All we were reasonably left with was the silence of…Fate, nothing less. It differed from its Ukrainian twin: it seemed a matter of, perhaps purely technical, accident. It was a comparatively passive blow of fate, a silent disappearance, all the passengers unconscious for hours before the plane plunged into the sea, closed-eyed, going blindly to their end—in comparison to its active, human-willed counterpart these months later. Both ‘accidents’ of a kind: the one a stealthy theft by the gods of chance, the second a sky-cracking echo of the first in its brutal will to erase life (the Buk missile, like Icarus, driving high)–and thereby become actively godly. This is what we mortals try to do. And then keep on keeping on as if guilt and hubris were of less relevance or import than they would be to the real, godly thing.

This too is absurd: we are not gods, that much is plain. The Economist, for example, writes that “There is a depressing chance … that MH17 will remain an unfathomable aberration.” Hermeneutic parallels can be overdone, civilize something that is at base just sheer, horrific wrong. The rebels in the Ukraine were always going to, sooner or later, make a terrible mistake; American and EU deliberations have now willingly laid material blame for that at Putin’s feet; “phase two” sanctioning against Russia proceeds apace. The potential space of humility has glanced by, been glimpsed, but foregone, just as it has been, in recent days, in Gaza.

298 passengers of a Malaysian airliner blasted out of the air: a war-crime and act of international terrorism by any reckoning. In Gaza a death toll of Palestinian civilians now numbering over 1,600—with up to a quarter of those being children. In all of those countries implicated, Australia being one, the dead of MH17 were appropriately honoured with state memorials; the Abbot government has taken supererogatory measures to try to ensure “full justice” be done. Will it, can it, be done? Is that, too, absurd? What is “full justice” in the face of such an event?

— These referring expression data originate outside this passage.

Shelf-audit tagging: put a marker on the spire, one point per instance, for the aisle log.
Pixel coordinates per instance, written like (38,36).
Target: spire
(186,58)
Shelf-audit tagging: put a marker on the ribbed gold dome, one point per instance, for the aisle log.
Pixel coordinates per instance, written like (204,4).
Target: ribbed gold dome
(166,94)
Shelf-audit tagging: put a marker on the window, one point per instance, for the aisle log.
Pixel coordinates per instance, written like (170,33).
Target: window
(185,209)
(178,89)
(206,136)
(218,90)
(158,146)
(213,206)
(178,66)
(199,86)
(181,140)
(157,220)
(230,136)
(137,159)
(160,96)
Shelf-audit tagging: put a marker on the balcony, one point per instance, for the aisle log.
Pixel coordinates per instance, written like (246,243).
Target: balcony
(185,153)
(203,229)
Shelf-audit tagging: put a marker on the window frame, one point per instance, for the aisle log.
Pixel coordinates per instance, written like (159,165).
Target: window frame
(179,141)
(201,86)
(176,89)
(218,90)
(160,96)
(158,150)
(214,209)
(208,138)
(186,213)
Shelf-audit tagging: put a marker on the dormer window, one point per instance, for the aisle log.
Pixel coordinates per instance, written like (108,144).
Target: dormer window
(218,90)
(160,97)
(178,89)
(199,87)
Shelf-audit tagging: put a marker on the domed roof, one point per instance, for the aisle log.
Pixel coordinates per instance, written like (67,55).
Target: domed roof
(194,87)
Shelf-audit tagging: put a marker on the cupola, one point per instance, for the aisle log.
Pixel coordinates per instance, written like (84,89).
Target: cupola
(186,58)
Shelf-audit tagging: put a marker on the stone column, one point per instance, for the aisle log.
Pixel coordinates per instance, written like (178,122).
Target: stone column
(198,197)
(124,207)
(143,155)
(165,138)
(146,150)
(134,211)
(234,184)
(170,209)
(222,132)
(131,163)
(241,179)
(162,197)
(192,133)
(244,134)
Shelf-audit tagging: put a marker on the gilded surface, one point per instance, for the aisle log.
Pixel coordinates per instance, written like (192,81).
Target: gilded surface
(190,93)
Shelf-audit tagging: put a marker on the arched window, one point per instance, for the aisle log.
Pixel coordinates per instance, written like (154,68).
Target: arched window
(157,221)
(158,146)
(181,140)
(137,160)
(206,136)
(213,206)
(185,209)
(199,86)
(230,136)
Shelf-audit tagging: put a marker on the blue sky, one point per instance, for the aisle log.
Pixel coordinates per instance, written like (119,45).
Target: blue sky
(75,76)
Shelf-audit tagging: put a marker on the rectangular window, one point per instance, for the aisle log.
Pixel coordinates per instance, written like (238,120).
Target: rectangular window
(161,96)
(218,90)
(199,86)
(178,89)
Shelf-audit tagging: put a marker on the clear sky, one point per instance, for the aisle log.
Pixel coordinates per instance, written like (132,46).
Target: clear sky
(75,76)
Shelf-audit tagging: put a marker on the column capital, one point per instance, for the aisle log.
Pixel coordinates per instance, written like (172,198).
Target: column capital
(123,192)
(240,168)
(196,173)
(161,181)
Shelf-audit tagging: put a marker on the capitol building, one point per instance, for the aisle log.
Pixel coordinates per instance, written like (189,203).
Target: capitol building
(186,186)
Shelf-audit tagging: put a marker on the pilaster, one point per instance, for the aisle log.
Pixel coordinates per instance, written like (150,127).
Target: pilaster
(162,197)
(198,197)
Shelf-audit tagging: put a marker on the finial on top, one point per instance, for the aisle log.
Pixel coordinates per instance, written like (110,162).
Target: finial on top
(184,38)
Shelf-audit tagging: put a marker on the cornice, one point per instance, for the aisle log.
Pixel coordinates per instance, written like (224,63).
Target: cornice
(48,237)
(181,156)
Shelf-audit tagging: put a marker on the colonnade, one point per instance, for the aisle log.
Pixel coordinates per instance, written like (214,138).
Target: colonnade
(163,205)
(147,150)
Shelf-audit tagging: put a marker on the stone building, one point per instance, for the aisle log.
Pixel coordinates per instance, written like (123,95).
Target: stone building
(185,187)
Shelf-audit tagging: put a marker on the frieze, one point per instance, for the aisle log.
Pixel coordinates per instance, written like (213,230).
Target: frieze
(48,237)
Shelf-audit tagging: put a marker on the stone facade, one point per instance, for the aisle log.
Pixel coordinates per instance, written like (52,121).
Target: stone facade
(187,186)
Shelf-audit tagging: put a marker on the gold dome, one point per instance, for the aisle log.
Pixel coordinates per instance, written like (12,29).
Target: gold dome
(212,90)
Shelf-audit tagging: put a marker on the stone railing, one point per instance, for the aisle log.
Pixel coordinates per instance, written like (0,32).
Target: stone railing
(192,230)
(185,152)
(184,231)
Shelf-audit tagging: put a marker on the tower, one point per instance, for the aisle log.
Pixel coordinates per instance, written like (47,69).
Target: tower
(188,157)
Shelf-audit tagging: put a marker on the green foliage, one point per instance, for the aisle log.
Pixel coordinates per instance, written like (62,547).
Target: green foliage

From my hotel-room in KL, for a day or two, it seemed, its impact at least sobered the febrile flow of virtual periphernalia. But not for long. Within a couple of days those quizzes on Facebook that test ‘which fashion era you really are’, ‘how many countries with the letter “A” you can identify’, or ‘which album cover is the most macabre’, had taken the reins of the popular consciousness once more. There was no stilling of the tide, a mere hiatus, of the moorless, the meaningless, the irreal. Insofar as mourning signifies the realization of irretrievable loss, recognizing by what means such loss can never be redeemed, it was not even wholly mourning, but its formal simulacrum. And as we know, the simulacrum is now already as real as its original once was; the virtual occupies and has colonized it—for real. What we experience is semi-cooked and semi-digested, neither as raw nor indigestible as the mark of the Real always is, and has to be.

Fate—its ‘event’, the call of its actual import—had failed to break through and announce itself. Within its proper forms, its veils and gauze, mourning wore a short-lived face—with blinkers on. As for Sophocles’ Oedipus, for whom the real is too much to be seen as such, its actual nature divined, it is far easier to take out the eyes that might recognise it, to restore to the self its own will to deny, blind as it has literally become. What is left is the silence, both that of those fatefully ‘chosen’—the dead of the twin airline ‘accidents,’ the more than 1,600 civilian Gazans—and ourselves, deaf to its most radical entreaty: that we die, completely, to whatever has made us this way.